Simon Klopstock: „Aus meiner Sicht nur über alternative Proteine. Diese werden tierische Produkte schlicht überflüssig machen und dann wird man sich fragen, warum man Tiere überhaupt noch einsperren sollte, sei es in Zirkussen oder Tiergärten oder sonst wo. Wenn das zum Konsens wird, ist die vegane Gesellschaft nicht mehr weit und meine Enkelkinder werden mich ungläubig anschauen, wenn ich ihnen erzähle, dass ich schonmal tote Tiere gegessen habe“.
Roland Wegner: „Es sind nur ganz wenige Faktoren maßgeblich: Information und Bildung, Moral und Werte, Angebot und Preis. Alles Themen mit großer politischer Lenkungswirkung“.
WVM: Veganismus wird oft als Multiproblemlöser deklariert, wie steht ihr dazu?

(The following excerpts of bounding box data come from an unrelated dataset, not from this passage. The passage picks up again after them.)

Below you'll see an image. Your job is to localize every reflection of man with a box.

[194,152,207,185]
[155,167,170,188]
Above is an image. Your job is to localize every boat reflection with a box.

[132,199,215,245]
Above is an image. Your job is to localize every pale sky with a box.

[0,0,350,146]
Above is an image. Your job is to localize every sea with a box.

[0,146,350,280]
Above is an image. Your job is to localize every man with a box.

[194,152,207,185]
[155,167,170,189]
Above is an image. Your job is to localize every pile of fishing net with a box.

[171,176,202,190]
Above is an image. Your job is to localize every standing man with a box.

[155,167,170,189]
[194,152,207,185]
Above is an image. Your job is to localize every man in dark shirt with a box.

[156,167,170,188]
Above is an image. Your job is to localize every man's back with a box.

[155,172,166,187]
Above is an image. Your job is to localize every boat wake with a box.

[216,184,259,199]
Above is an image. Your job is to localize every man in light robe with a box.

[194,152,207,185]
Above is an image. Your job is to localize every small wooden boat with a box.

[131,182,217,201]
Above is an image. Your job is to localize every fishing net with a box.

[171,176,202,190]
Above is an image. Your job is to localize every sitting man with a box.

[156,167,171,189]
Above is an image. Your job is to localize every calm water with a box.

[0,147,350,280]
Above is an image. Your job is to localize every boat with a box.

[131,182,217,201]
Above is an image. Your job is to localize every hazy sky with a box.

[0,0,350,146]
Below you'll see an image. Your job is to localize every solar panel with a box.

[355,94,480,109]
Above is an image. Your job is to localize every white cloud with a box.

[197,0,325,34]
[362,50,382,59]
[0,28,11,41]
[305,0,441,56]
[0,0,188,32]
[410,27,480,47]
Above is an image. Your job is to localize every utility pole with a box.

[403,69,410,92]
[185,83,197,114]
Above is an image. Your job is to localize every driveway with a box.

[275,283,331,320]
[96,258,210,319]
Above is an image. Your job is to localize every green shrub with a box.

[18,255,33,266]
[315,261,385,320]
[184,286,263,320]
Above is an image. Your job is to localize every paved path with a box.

Simon Klopstock: „Ich würde dem zustimmen, da die meisten unserer Probleme in Sachen Biodiversitäts- und Klimakatastrophe zu großen Teilen auf die Produktion tierischer Lebensmittel zurückzuführen sind. Sprich, wenn die bio-vegane Landwirtschaft, die viel weniger Landfläche benötigt als die Tierzucht, zum Standard wird, haben wir Platz für Renaturierung und die Natur kann sich erholen. Auch ethisch gesehen kann man argumentieren, dass der Umgang unter Menschen besser wird, wenn mehr Menschen die Werte des Veganismus verinnerlichen.“
Roland Wegner: „Lasst es uns ausprobieren. Ab jetzt alle, auch Markus Söder und Hubert Aiwanger vegan und dann schauen wir, was sonst noch so passiert“.
WVM: Abschließende Frage, was schätzt ihr am jeweils anderen?
Simon Klopstock: „Das ist leicht! Ich schätze seinen enormen Einsatz gepaart mit unfassbarer Ausdauer, sowohl politisch als auch sportlich. Diese Energie ist inspirierend und ohne die Gründung der V-Partei³ hätte ich auch nicht für sie kandidieren können.“
Roland Wegner: „Simon ist äußerst zuverlässig, gewissenhaft und ehrlich. Ich schätze den Austausch mit ihm, er strahlt auch in stressigen Situationen die notwendige Ruhe aus. Solche Leute braucht es in der Politik!“
WVM: Vielen Dank und für die Europawahl größtmöglichen Erfolg!